NGANJUK – Pelaksanaan Program Pendaftaran Tanah Sistematis Lengkap (PTSL) di Desa Kedungrejo, Kecamatan Tanjunganom, Kabupaten Nganjuk, diwarnai isu ketidaktransparanan dan sikap arogan penyelenggara.
Ketua Panitia PTSL Desa Kedungrejo diduga mengeluarkan pernyataan kontroversial yang meremehkan fungsi kontrol sosial, memicu keresahan masyarakat dan dugaan adanya penyimpangan dalam program tersebut.
Saat seorang wartawan mencoba mengonfirmasi pelaksanaan PTSL di Desa Kedungrejo, Ketua Panitia PTSL dengan nada tinggi mengatakan : “Gak ngurus LSM dan media. Nak lapor, ben lapor,” ketusnya
Pernyataan yang terekam tersebut memicu pertanyaan besar tentang kejujuran dan profesionalitas panitia dalam mengelola program pemerintah yang bertujuan membantu masyarakat mendapatkan sertifikat tanah.
Panitia Menghindar, Transparansi Dipertanyakan
Kejanggalan semakin terlihat ketika Sekretaris Desa (Sekdes) yang juga merupakan anggota panitia PTSL, diduga sengaja menghindar saat dimintai klarifikasi. Pada Rabu (17/01/2025), Sekdes meninggalkan kantor desa ketika awak media mendatangi lokasi. Upaya konfirmasi melalui pesan WhatsApp pun diabaikan tanpa alasan yang jelas.
Informasi dari warga menyebutkan bahwa Desa Kedungrejo mendapatkan kuota sebanyak 600 bidang tanah untuk program PTSL 2025. Namun, biaya yang dibebankan kepada masyarakat sebesar Rp600.000,- per bidang dianggap tidak wajar dan memberatkan. Warga menduga ada praktik pungutan liar atau mark-up dalam pengelolaan dana PTSL.
Ada Apa dengan Panitia?
Beberapa warga yang enggan disebutkan namanya mengaku kecewa dan curiga terhadap panitia. “Biasanya program pemerintah seperti ini biayanya tidak besar. Tapi di desa kami, kok biayanya tinggi dan tidak ada penjelasan rinci dari panitia? Kalau benar-benar bersih, kenapa mereka takut dikonfirmasi?” ujar salah satu warga.
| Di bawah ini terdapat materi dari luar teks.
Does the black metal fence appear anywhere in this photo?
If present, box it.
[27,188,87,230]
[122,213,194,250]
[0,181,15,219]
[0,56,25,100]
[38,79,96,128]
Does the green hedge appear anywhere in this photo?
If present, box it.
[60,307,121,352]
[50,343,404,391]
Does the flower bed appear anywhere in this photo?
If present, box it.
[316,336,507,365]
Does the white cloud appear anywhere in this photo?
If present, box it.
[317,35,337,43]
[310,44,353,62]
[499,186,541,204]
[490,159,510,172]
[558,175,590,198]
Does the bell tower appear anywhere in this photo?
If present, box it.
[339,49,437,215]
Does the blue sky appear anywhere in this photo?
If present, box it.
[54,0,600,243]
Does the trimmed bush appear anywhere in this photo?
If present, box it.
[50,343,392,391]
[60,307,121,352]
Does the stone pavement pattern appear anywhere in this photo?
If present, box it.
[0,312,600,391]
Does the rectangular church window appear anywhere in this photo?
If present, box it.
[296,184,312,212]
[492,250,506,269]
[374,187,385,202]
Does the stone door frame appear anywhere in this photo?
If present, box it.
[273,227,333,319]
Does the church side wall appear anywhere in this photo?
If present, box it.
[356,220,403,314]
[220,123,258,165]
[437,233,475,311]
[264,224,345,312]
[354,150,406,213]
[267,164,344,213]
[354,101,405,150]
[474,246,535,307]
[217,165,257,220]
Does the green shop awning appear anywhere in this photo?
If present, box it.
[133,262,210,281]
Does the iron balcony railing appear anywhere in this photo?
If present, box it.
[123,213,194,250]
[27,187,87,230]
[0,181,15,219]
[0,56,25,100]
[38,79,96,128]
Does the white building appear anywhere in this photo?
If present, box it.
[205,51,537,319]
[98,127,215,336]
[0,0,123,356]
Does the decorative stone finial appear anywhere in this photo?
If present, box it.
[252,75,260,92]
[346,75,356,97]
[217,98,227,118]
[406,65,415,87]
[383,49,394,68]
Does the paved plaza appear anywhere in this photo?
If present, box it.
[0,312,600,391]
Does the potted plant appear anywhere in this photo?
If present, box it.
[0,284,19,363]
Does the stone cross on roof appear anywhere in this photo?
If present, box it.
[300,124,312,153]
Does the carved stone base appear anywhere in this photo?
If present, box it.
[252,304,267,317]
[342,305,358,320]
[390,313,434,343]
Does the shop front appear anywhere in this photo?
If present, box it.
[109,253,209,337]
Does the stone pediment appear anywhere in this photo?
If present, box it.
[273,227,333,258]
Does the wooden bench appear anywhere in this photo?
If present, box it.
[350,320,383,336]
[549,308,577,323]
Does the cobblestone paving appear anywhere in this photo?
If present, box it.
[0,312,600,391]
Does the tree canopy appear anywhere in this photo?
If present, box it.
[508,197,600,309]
Pernyataan Ketua Panitia yang dianggap arogan juga menjadi perbincangan hangat di kalangan masyarakat. Seorang tokoh masyarakat Desa Kedungrejo mengatakan, “Kalau panitia sampai bicara seperti itu, wajar kalau kami curiga ada yang disembunyikan. Kami mendesak pemerintah dan aparat untuk turun langsung memeriksa pelaksanaan PTSL di desa kami.”
Diduga Ada Praktik Curang di Balik Biaya PTSL
Berdasarkan regulasi yang berlaku, biaya program PTSL harus didasarkan pada hasil musyawarah desa dan diawasi oleh perangkat desa, tokoh masyarakat, serta lembaga sosial. Namun, pelaksanaan di Desa Kedungrejo justru terkesan tertutup, tanpa adanya transparansi atau pengumuman resmi terkait rincian penggunaan biaya.
Aktivis sosial dari Nganjuk, yang juga memantau program PTSL, menyebutkan bahwa biaya Rp600.000,- per bidang tanah jauh di atas rata-rata biaya yang ditetapkan di daerah lain.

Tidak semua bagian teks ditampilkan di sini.